Monday, August 12, 2013
Sticker Chart
This was our first time using a sticker chart to reward good behavior. We decided together on five different things that Conan could improve at, and we put them on the chart. He earns a star for completing them. I drew pictures of each activity so he knows which spot to put the stickers he earns. The plan is that we'll make a new chart and carry over the things that he didn't get as many stars in plus add a few new ones to replace those items that he's mastered and are now "too easy".
The 5 items from this time were:
- Getting dressed in the morning (all by himself)
- Eating dinner without complaining
- Getting ready for bed without dawdling (putting on pjs, brushing teeth, going potty)
- Helping pick up toys and games
- Putting on shoes & getting ready to go when asked (by himself, with no stalling)
On the next chart, I think we'll be replacing Getting Dressed and Putting On Shoes - he's really gotten good at both of those. Possible additions are Washing Hands When Asked (no arguing about how long it's been since the last time he did it) and Following Instructions The First Time They're Given.
Sunday, August 11, 2013
Guemes Beach Day
We got to spend a day with Grandma Debbie, Poppi, and Chloe at Guemes Island. It was a beautiful day and the kids had a great time turning over rocks to find crabs, picking up shells and pretty rocks, and playing together all day.
Lunch break - it felt good to rest on a log for a while after a long walk down the beach.
Chloe even found a pet slug! This kid will pick up and make a pet of ANY critter she can catch.
Science! We brought Conan's little microscope and bug viewer/magnifier and the kids had a great time finding stuff from the beach to examine up close, and to show off to Poppi.
Whoa, another crab! Every rock has something neat under it. They didn't quite turn over EVERY rock on the beach, but they did a pretty thorough job of it - right up until the (predictable) smashed finger incident.
It was a great day.
Sunday, July 21, 2013
Oregon Country Fair 2013
Tuesday, July 02, 2013
Sunday, June 02, 2013
Climbing Fun
We went to the Highland Games on Saturday and had a lot of fun. The highlight was a climbing wall "ride" that Conan just loved. The guy running the ride was really nice and let Conan play on the wall for far longer than I expected each time. He's a great little climber, no doubt about it!

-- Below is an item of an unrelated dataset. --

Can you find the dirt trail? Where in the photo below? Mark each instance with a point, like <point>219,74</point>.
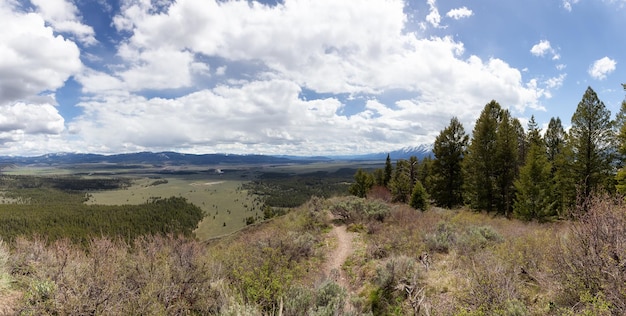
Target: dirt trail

It was fun for grown-ups too.
Sunday, May 26, 2013
Monday, May 13, 2013
Prepare to be documented!
On Friday we received a 'welcome' packet from the adoption agency. Inside, along with some pretty pictures of smiling kids and letters congratulating us on deciding to adopt, were two CDs. On the CDs are lots and lots of forms, questionnaires, and checklists which we will need to complete as part of the homestudy process.
Now, I love a well documented administrative process as much (ok, probably more) than the next person. I am truly at home in bureaucracy. Compiling documents and data, marshaling affidavits, and navigating intricate, hierarchical processes is something I do very well. I actually enjoy filling out forms, checking boxes, attaching appendices and validating affidavits. But... wow. This is a daunting pile of paperwork to contemplate, even for me.

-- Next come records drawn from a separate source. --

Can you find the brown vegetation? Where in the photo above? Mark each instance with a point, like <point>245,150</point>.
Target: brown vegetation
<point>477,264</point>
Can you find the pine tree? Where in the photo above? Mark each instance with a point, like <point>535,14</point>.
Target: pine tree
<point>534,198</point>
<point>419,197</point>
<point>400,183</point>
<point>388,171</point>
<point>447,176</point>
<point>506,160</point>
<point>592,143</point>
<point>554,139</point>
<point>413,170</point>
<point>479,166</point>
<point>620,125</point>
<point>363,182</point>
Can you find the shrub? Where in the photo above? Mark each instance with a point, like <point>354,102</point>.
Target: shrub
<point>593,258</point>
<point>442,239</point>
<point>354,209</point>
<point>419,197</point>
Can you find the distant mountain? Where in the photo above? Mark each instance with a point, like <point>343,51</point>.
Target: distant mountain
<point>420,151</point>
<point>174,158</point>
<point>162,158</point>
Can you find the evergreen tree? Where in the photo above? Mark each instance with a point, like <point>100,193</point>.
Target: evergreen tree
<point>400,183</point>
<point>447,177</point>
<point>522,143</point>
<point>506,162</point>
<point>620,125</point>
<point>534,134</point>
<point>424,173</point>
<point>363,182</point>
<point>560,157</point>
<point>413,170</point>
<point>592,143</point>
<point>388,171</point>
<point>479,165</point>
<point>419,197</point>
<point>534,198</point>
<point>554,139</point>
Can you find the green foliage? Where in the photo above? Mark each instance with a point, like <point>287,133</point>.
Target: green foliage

I know it's all important. Obviously, they need to know if we have criminal backgrounds, or are financially unstable, or religiously opposed to medical care. It makes sense to ask about our education, our relationships with our extended families, and our medical health. And naturally, there's going to be some regulations regarding the condition of our home and various safety protocols. We knew going into the process that there would be a lot of questions to answer. But seeing it all laid out in one place, one set of documents, well, it's just shy of overwhelming.
Of course, the agency'll help. Just having compiled all the documents and forms and questionnaires for us is a big help. I can already tell I'm going to love the checklists. Marriage licence? check. Birth certificates? check. Two years of tax info? check. Immunization records for the cats? check. Lock box for cat medicine, separate from lock box for human medicine? check. Fire escape ladders for each upstairs bedroom? check...

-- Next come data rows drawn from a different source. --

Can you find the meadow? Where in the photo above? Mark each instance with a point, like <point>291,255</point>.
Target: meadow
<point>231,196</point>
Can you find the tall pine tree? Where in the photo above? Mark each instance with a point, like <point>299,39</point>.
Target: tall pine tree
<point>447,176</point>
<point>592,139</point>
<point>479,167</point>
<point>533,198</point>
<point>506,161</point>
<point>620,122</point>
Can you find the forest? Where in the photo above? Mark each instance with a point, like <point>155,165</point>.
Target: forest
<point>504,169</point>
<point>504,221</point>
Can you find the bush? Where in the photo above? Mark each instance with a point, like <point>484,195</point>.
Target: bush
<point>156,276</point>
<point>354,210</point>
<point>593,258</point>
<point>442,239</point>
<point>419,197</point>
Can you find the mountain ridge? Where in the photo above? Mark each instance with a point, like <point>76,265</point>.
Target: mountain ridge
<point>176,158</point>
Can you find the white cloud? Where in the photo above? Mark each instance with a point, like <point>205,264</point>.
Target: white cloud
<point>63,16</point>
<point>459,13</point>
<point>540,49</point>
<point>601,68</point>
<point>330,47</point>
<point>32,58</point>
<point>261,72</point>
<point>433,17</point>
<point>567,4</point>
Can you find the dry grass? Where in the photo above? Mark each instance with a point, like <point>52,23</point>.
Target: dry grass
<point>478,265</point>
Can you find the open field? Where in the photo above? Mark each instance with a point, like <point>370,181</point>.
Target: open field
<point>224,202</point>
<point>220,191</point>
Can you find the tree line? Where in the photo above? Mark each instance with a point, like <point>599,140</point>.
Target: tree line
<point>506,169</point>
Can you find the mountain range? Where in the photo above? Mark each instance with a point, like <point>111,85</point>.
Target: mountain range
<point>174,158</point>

Now, I love a well documented administrative process as much (ok, probably more) than the next person. I am truly at home in bureaucracy. Compiling documents and data, marshaling affidavits, and navigating intricate, hierarchical processes is something I do very well. I actually enjoy filling out forms, checking boxes, attaching appendices and validating affidavits. But... wow. This is a daunting pile of paperwork to contemplate, even for me.
I know it's all important. Obviously, they need to know if we have criminal backgrounds, or are financially unstable, or religiously opposed to medical care. It makes sense to ask about our education, our relationships with our extended families, and our medical health. And naturally, there's going to be some regulations regarding the condition of our home and various safety protocols. We knew going into the process that there would be a lot of questions to answer. But seeing it all laid out in one place, one set of documents, well, it's just shy of overwhelming.
Of course, the agency'll help. Just having compiled all the documents and forms and questionnaires for us is a big help. I can already tell I'm going to love the checklists. Marriage licence? check. Birth certificates? check. Two years of tax info? check. Immunization records for the cats? check. Lock box for cat medicine, separate from lock box for human medicine? check. Fire escape ladders for each upstairs bedroom? check...
Sunday, May 05, 2013
Games
Conan loves to play games. He frequently beats adults at Uno, Connect 4, and Memory. He loves Sorry, War and Chutes & Ladders. He learns rules quickly, understands taking turns and scoring points, and he can plan and pull off simple two turn strategies to set himself up for a win.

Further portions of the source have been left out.